From here on up two things changed. One, there were waymarkers for most of the upcoming kilometres to underline that it was actually quite steep, usually 8% if not a bit more. Second, the view was brilliant and kept improving as the climb went on, with a wonderful panorama across the valley to the right of a long, bare rock ridgeline that ran for kilometres along the horizon (I should look up the name really). It was stunning with bright blue sky beyond really giving great contrast to the rock.
Since the opening half of the climb had been so steep my usual game of working out the remaining 'average' to the top was starting to suggest that the second half would be relatively easy ("hmm, getting on for 'only' 5% left" I was thinking).....and then I went downhill. I should have expected it really, it's happened on most climbs and it wasn't by much, but just enough to keep the portion of the road that was uphill (i.e. most of it) challengingly steep.

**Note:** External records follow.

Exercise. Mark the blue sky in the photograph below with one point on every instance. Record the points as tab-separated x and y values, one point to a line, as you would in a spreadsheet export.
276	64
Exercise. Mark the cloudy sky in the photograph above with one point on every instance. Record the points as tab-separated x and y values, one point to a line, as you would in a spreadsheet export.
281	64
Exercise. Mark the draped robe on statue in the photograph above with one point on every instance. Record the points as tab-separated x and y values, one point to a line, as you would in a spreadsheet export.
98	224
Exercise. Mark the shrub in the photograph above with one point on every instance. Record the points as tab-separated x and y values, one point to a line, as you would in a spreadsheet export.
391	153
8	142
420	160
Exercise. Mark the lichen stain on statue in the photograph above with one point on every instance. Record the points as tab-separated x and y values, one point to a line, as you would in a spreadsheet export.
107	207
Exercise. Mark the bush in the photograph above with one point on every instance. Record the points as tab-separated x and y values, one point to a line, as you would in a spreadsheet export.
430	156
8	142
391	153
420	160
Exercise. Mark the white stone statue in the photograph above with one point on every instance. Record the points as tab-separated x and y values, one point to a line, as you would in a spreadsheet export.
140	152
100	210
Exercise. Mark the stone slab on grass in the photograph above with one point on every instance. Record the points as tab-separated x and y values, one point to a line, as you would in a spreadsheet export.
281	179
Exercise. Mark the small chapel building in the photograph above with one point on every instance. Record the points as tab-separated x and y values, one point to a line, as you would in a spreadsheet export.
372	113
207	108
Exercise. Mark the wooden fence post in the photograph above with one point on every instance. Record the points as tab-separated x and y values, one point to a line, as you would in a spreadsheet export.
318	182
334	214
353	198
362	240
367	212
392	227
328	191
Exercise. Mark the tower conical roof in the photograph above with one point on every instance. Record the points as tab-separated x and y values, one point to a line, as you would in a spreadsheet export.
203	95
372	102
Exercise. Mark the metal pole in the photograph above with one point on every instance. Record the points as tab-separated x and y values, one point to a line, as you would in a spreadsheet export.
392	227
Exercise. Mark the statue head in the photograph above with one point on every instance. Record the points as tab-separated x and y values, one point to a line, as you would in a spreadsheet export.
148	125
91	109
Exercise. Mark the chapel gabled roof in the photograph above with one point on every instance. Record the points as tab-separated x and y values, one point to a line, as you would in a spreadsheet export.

Not that I was complaining. It really was a fine climb with the final few kilometres weaving around some high altitude tree lined slopes to reach the ski resort of Les Saises after around an hour and a half of uphill. Les Saisies itself, being a ski resort, was a collection of shops, restaurants and the always slightly sad image of out of action ski paraphernalia making the place look a little untidy. The pups certainly took some getting used to the plastic, oversized penguins and bears strewn about the slopes waiting for children in winter, but the view from the car park at the edge of town, where the col marker was, was not spoiled by the clutter of ski resort beyond. From here the view of the ridgeline really stood out, with even more of it visible than before. It was so beautiful that when I bought the camper up later in the afternoon we decided to stay there overnight and rest our tired legs watching the sun set over the Alps.